Todos los caminos conducen al actor

La Nación | Carlos Pachecho | 14/07/2017

Creador decisivo de la escena independiente, Carlos Ianni pone en discusión las difíciles condiciones de la producción teatral y busca revalorizar el valor de la palabra; con Vagamundos reflexiona sobre la cultura hippie

Es un activo buscador de nuevos textos dramáticos. Lleva a escena aquellos que más lo inquietan. Incluye otros en la biblioteca virtual del Centro Latinoamericano de Creación e Investigación Teatral (Celcit), institución de la cual es su director. A Carlos Ianni le siguen apasionando las historias y, sobre todo, otorgarle a la palabra un lugar preponderante dentro del teatro.

No siempre fue así. Formado en artes visuales, codirigió sus primeras producciones escénicas con el destacado artista plástico Guillermo Kuitca. El creador recuerda que esos proyectos eran sumamente experimentales, que ambos intentaban poner pinturas en movimiento y para ello utilizaban actores o bailarines. Ese proceso de búsqueda culminó y él ingresó en una crisis creativa de la que le costó salir.

"Por suerte esa etapa coincidió con la creación del Celcit y ése fue y sigue siendo un espacio de trabajo muy placentero -aclara-. Estuve siete años distanciado de la dirección. Cuando volví lo hice con una preocupación, con una mirada muy atenta en el trabajo del actor sobre el escenario."

Si bien su producción está muy ligada con autores iberoamericanos (Monogamia, de Marco Antonio de la Parra; Cita a ciegas, de Mario Diament; Antígona, de José Watanabe; Riñón de cerdo para el desconsuelo, de Alejandro Ricaño, entre otras) no dejó de lado a creadores de otras nacionalidades.

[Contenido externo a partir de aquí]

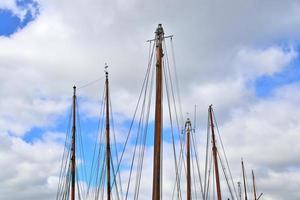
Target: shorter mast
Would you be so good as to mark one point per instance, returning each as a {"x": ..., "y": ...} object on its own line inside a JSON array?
[
  {"x": 188, "y": 126},
  {"x": 107, "y": 138},
  {"x": 239, "y": 191},
  {"x": 215, "y": 151},
  {"x": 244, "y": 179},
  {"x": 73, "y": 149},
  {"x": 254, "y": 188}
]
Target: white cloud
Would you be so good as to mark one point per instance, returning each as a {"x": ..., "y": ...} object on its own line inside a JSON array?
[{"x": 219, "y": 47}]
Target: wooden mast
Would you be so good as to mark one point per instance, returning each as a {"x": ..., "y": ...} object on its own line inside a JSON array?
[
  {"x": 156, "y": 188},
  {"x": 244, "y": 179},
  {"x": 254, "y": 188},
  {"x": 73, "y": 148},
  {"x": 188, "y": 126},
  {"x": 239, "y": 191},
  {"x": 214, "y": 149},
  {"x": 107, "y": 138}
]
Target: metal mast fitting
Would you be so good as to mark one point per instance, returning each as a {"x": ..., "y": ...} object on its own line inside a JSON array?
[
  {"x": 188, "y": 128},
  {"x": 73, "y": 148},
  {"x": 215, "y": 152},
  {"x": 108, "y": 154},
  {"x": 156, "y": 188}
]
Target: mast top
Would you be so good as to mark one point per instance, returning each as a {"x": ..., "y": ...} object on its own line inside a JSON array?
[
  {"x": 159, "y": 32},
  {"x": 106, "y": 69},
  {"x": 74, "y": 90}
]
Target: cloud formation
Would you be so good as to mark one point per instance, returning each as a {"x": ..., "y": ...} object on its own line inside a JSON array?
[{"x": 221, "y": 49}]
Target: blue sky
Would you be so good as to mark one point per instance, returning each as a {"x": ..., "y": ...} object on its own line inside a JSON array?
[
  {"x": 11, "y": 23},
  {"x": 61, "y": 47}
]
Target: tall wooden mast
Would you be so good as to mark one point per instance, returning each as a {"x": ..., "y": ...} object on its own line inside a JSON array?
[
  {"x": 214, "y": 149},
  {"x": 254, "y": 187},
  {"x": 73, "y": 148},
  {"x": 244, "y": 179},
  {"x": 188, "y": 126},
  {"x": 107, "y": 138},
  {"x": 156, "y": 188}
]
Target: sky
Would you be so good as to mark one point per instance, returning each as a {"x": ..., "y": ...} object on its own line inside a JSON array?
[{"x": 240, "y": 56}]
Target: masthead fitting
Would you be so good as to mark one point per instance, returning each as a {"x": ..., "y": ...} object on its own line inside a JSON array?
[
  {"x": 106, "y": 69},
  {"x": 74, "y": 90},
  {"x": 159, "y": 32}
]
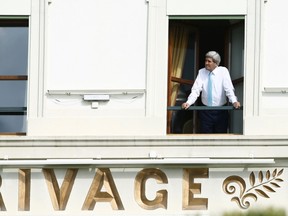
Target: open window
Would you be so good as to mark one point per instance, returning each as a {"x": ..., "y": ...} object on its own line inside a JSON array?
[
  {"x": 13, "y": 75},
  {"x": 189, "y": 40}
]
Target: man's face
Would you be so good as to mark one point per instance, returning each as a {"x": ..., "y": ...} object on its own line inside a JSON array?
[{"x": 210, "y": 64}]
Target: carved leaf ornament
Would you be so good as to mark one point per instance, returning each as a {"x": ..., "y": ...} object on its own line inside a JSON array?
[{"x": 263, "y": 185}]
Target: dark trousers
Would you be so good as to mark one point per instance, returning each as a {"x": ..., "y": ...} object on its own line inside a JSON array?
[{"x": 213, "y": 121}]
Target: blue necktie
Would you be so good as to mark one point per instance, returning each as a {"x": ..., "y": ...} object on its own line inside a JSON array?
[{"x": 210, "y": 89}]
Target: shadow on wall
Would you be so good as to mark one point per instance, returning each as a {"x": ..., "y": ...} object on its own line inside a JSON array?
[{"x": 258, "y": 212}]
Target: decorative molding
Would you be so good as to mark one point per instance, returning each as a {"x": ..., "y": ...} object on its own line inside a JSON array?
[{"x": 265, "y": 185}]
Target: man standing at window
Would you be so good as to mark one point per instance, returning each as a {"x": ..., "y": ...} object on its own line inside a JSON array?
[{"x": 215, "y": 83}]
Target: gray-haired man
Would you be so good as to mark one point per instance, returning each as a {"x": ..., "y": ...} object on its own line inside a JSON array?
[{"x": 215, "y": 83}]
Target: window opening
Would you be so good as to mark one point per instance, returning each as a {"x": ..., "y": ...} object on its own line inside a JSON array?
[
  {"x": 189, "y": 41},
  {"x": 13, "y": 75}
]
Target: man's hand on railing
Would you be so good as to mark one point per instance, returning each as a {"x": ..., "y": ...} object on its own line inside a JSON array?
[
  {"x": 185, "y": 106},
  {"x": 236, "y": 105}
]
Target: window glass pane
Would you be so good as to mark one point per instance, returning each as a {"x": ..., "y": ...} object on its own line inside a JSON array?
[
  {"x": 13, "y": 93},
  {"x": 13, "y": 50},
  {"x": 12, "y": 123}
]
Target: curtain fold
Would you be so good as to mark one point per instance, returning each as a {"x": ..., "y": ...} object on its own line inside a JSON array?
[{"x": 178, "y": 41}]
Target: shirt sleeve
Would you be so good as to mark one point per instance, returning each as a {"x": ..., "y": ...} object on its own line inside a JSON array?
[
  {"x": 228, "y": 87},
  {"x": 195, "y": 90}
]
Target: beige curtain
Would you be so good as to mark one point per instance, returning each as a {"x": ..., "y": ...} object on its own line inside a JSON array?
[
  {"x": 177, "y": 50},
  {"x": 178, "y": 40}
]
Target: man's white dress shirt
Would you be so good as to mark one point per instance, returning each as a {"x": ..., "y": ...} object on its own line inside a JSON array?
[{"x": 222, "y": 87}]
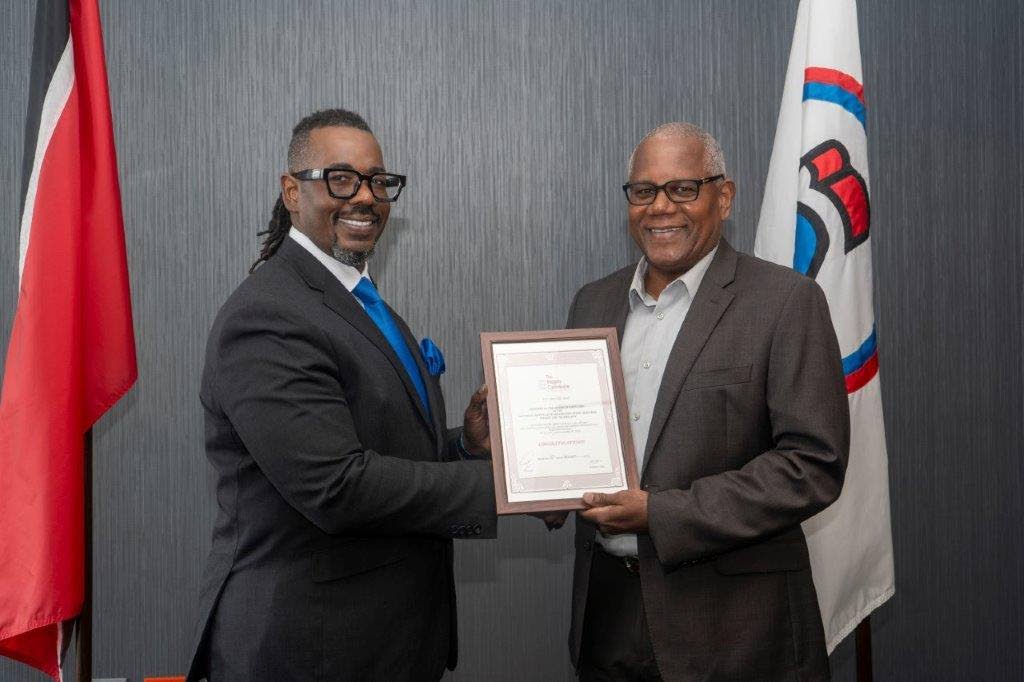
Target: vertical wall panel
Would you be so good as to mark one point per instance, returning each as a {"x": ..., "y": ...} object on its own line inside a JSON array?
[{"x": 514, "y": 121}]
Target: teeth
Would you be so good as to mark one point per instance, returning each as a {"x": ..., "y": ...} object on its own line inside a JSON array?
[{"x": 356, "y": 223}]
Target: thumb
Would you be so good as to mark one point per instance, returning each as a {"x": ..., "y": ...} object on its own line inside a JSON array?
[{"x": 596, "y": 499}]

Es muy recordada su puesta de Minetti, de Thomas Bernhard, protagonizada por Juan Carlos Gené.

Actualmente está presentando en el Celcit Vagamundos, de la española Blanca Doménech. Su encuentro con la autora fue muy especial. Ianni leyó un artículo que ella había publicado en la revista Primer Acto, posteó una frase en Facebook y la escritora se lo agradeció. Comenzó una relación entre ellos que llevó a que Doménech le envíe sus obras. Así se produjo el estreno de Vagamundos, que está interpretada por Enrique Cabaud, Teresita Galimany, Mario Mahler, Juan Olmos y Magalí Sánchez Alleno.

Es muy atractiva la anécdota que llevó a la dramaturga a producir su texto. Cuando era muy joven llegó a Menorca y se encontró con un grupo de habitantes que se había instalado en la isla en tiempos del hippismo. Ellos habían generado un tipo de habitat muy particular. Como si hubieran necesitado aislarse del mundo real para dar forma a una sociedad que contuviera sus verdaderos anhelos. "Esa es una de las puntas interesantes que tiene la obra -aclara el director-. Hay un personaje que llega a esta isla con todo el bagaje cultural que tenemos, con toda esta idiosincrasia capitalista donde pretendemos resolver todos los problemas con dinero y se encuentra con gente que tiene otra forma de concebir el mundo. Lo interesante es ese contraste."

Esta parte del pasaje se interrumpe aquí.